The systems that contain operational data--the data
that runs the daily transactions of your business--contain information
that is useful to business analysts. For example, analysts can use
information about which products were sold in which regions at which time of
year to look for anomalies or to project future sales. However, there
are several problems if analysts access the operational data directly:
- They might not have the expertise to query the operational
database. For example, querying IMS databases requires an application
program that uses a specialized type of data manipulation language. In
general, those programmers who have the expertise to query the operational
database have a full-time job in maintaining the database and its
applications.
- Performance is critical for many operational databases, such as databases
for a bank. The system cannot handle users making ad-hoc
queries.
- The operational data generally is not in the best format for use by
business analysts. For example, sales data that is summarized by
product, region, and season is much more useful to analysts than the raw
data.
Data warehousing solves these problems. In data
warehousing, you create stores of informational
data--data that is extracted from the operational data and then
transformed for end- user decision making. For example, a data
warehousing tool might copy all the sales data from the operational database,
perform calculations to summarize the data, and write the summarized data to a
separate database from the operational data. End users can query the
separate database (the warehouse) without impacting the operational
databases.
DB2 Universal Database offers the Data Warehouse Center, a DB2
component that automates warehouse processing. You can use the Data
Warehouse Center to define which data to include in the warehouse.
Then, you can use the Data Warehouse Center to automatically schedule
refreshes of the data in the warehouse.
This tutorial covers the most common tasks that are required to set up a
warehouse.
In this tutorial, you will:
- Define a subject area that identifies and groups the processes
that you will create for the tutorial.
- Explore the source data (which is the operational data) and define
warehouse sources. Warehouse sources identify the source
data that you want to use in your warehouse
- Create a database to use as the warehouse and define warehouse
targets, which identify the target data to include in your
warehouse.
- Specify how to move and transform the source data into its format for the
warehouse database. You will define a process, which
contains the series of movement and transformation steps required to produce a
target table in the warehouse from one or more source tables, views, or
files. You will then divide the process into steps, each of
which defines one operation in the movement and transformation process.
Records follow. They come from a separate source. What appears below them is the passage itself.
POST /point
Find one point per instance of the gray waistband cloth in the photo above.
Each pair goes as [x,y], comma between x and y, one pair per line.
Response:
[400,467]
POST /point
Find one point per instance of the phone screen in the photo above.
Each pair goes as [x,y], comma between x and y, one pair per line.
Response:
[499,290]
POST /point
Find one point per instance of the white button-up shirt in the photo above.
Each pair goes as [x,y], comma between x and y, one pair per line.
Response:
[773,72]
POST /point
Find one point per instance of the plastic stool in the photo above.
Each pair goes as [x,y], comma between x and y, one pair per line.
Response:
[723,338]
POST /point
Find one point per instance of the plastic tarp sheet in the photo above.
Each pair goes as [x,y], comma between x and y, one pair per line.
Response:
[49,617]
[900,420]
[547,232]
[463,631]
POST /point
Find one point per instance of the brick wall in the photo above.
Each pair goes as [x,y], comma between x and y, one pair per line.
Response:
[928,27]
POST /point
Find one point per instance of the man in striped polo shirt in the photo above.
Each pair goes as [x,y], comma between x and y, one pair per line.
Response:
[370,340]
Then you will test the steps that you defined and schedule them to run
automatically.
- Administer the warehouse by defining security and monitoring database
usage.
- Create an information catalog of the data in the warehouse if you have
installed the DB2 Warehouse Manager package. An information
catalog is a database that contains business metadata that helps users
identify and locate data and information that is available to them in the
organization. End users of the warehouse can search the catalog to
determine which tables to query.
- Define a star schema model for the data in the warehouse. A
star schema is a specialized design that consists of multiple
dimension tables, which describe aspects of a business, and one
fact table, which contains the facts about the business. For
example, if you manufacture soft drinks, some dimension tables are products,
markets, and time. The fact table might contain transaction information
about the products that are ordered in each region by season.
- You can join the fact table and dimension tables to combine details from
the dimension tables with the order information. For example, you might
join the product dimension with the fact table to add information about how
each product was packaged to the orders.